US journalist Danny Fenster freed from Myanmar jail with ex-diplomat’s aid

Danny Fenster

Photo courtesy: cnn.com

Bangkok: American journalist Danny Fenster, sentenced only days ago to 11 years hard labour in Myanmar, has been freed. Danny Fenster is on his way home, former US Ambassador to the UN Bill Richardson said Monday. Richardson said in a statement that Fenster had been handed over to him in Myanmar and would return to the US via Qatar over the next day-and-a-half.

“This is the day that you hope will come when you do this work,” Richardson said in a statement emailed from his office. “We are so grateful that Fenster will finally be able to reconnect with his loved ones. They have been advocating for him all this time, against immense odds,” said Richardson.

Fenster was the managing editor of the online magazine ‘Frontier Myanmar’. He was convicted Friday of spreading false or inflammatory information, contacting illegal organisations and violating visa regulations.

Fenster’s sentence was the harshest punishment among the seven journalists known to have been convicted since the military took power.

US State Department spokesman Ned Price had condemned the decision. He had said in a statement that it was ‘an unjust conviction of an innocent person’.

Richardson says he negotiated Fenster’s release during a recent visit to Myanmar when he held face-to-face meetings with General Min Aung Hlaing, the military leader who ousted the elected government of Nobel laureate Aung San Suu Kyi in February.

Also read: Myanmar court sentences US journalist Danny Fenster to 11 years in prison

Richardson has also served as governor of New Mexico and secretary of energy in the Clinton administration. He has a record of acting as a sort of freelance diplomat. He is best known for travelling to nations with which Washington has poor if any relations, like North Korea.
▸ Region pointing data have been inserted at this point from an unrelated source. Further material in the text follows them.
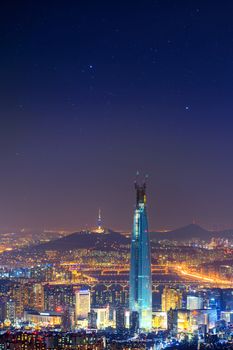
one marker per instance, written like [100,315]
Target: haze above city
[91,93]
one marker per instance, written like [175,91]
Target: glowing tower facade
[140,295]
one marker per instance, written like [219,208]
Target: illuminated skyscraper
[140,296]
[82,303]
[171,299]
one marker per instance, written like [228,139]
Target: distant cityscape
[100,289]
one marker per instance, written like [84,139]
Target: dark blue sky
[92,91]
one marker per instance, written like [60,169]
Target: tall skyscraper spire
[140,297]
[99,220]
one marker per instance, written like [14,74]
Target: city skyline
[92,93]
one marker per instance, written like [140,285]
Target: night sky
[92,91]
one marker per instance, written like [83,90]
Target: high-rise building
[140,299]
[171,299]
[82,303]
[194,302]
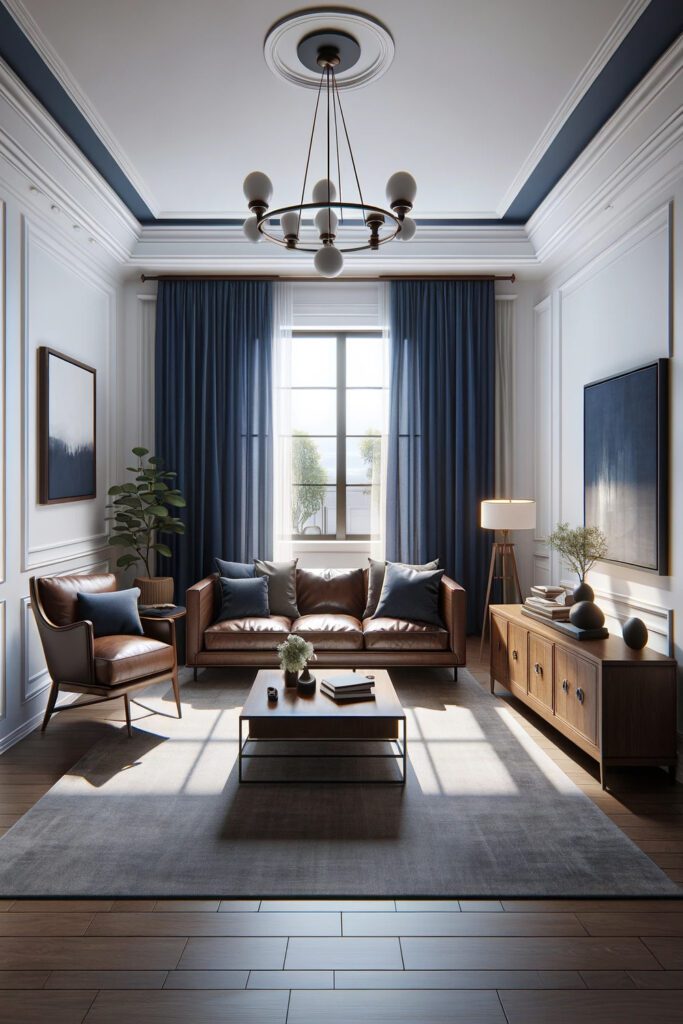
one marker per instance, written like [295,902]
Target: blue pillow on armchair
[112,612]
[411,594]
[240,598]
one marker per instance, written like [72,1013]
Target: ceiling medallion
[329,53]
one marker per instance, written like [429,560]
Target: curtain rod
[382,276]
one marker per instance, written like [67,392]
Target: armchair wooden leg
[126,704]
[51,700]
[176,691]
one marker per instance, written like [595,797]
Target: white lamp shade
[257,187]
[508,513]
[326,221]
[290,223]
[401,186]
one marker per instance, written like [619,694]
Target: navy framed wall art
[626,460]
[67,450]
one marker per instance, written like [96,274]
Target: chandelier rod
[348,141]
[334,110]
[310,146]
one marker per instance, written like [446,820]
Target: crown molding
[605,50]
[442,248]
[636,153]
[45,158]
[39,41]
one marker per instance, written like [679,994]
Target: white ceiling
[181,95]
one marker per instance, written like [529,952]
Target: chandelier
[321,225]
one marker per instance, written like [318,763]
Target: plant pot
[155,590]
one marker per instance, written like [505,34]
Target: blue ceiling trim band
[656,29]
[30,67]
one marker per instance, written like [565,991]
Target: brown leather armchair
[107,667]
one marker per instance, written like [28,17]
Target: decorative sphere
[250,227]
[326,221]
[321,192]
[257,187]
[329,261]
[635,634]
[584,592]
[401,185]
[587,615]
[408,229]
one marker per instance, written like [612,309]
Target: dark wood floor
[519,962]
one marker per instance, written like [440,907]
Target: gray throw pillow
[282,586]
[410,594]
[112,612]
[242,598]
[376,579]
[235,570]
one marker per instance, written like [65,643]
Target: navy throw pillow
[410,594]
[240,598]
[235,570]
[112,612]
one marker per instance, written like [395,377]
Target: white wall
[60,290]
[615,306]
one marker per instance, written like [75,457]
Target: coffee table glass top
[291,704]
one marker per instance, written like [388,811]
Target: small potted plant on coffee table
[294,654]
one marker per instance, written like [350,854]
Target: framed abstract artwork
[626,460]
[67,448]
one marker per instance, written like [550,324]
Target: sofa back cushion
[58,594]
[336,592]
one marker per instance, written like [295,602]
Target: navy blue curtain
[441,435]
[213,397]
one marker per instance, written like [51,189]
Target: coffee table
[317,719]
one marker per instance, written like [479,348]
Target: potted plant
[581,547]
[294,654]
[139,513]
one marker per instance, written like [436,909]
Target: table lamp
[504,514]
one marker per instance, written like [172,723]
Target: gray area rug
[484,813]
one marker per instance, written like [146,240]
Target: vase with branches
[139,513]
[581,547]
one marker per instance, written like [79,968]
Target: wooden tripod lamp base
[504,514]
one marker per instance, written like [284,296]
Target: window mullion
[341,436]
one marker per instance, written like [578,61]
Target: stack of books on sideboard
[548,602]
[349,689]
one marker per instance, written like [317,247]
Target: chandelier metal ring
[300,207]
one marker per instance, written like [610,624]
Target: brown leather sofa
[331,604]
[107,667]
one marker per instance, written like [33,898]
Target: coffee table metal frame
[400,753]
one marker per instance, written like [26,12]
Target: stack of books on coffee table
[349,689]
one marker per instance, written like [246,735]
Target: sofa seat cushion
[399,634]
[250,633]
[330,632]
[120,658]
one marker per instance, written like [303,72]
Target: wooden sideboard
[616,704]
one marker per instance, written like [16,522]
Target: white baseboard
[26,727]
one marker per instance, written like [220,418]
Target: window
[335,401]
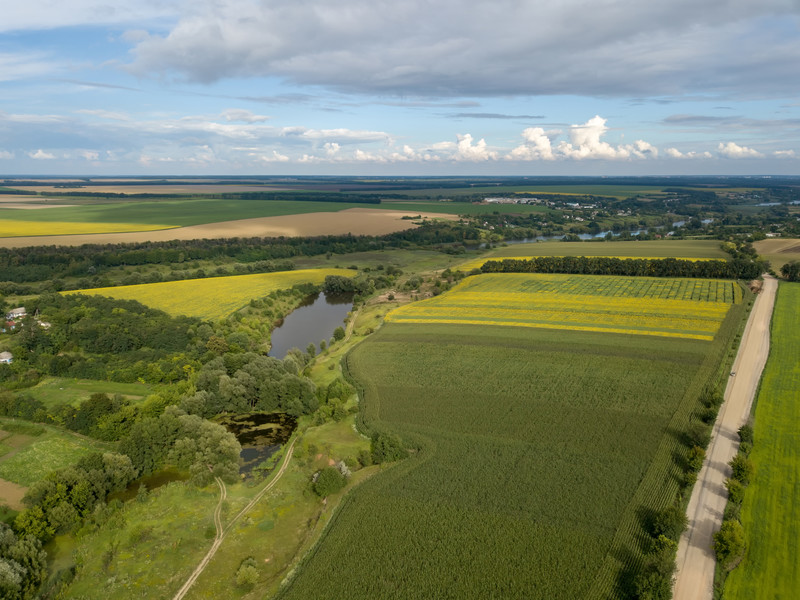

Recently he has been involved in seeking freedom for US citizens detained in Venezuela, another country with which Washington has strained ties.

Richardson has a long history of involvement with Myanmar, starting in 1994 when as a member of US Congress he met Suu Kyi at her home, where she had been under house arrest since 1989 under a previous military government. He last visited Myanmar in 2018 to advise on the crisis involving the country’s Muslim Rohingya minority. More than 700,000 Rohingya fled to refugee camps in Bangladesh after Myanmar’s military in 2017 launched a brutal crackdown.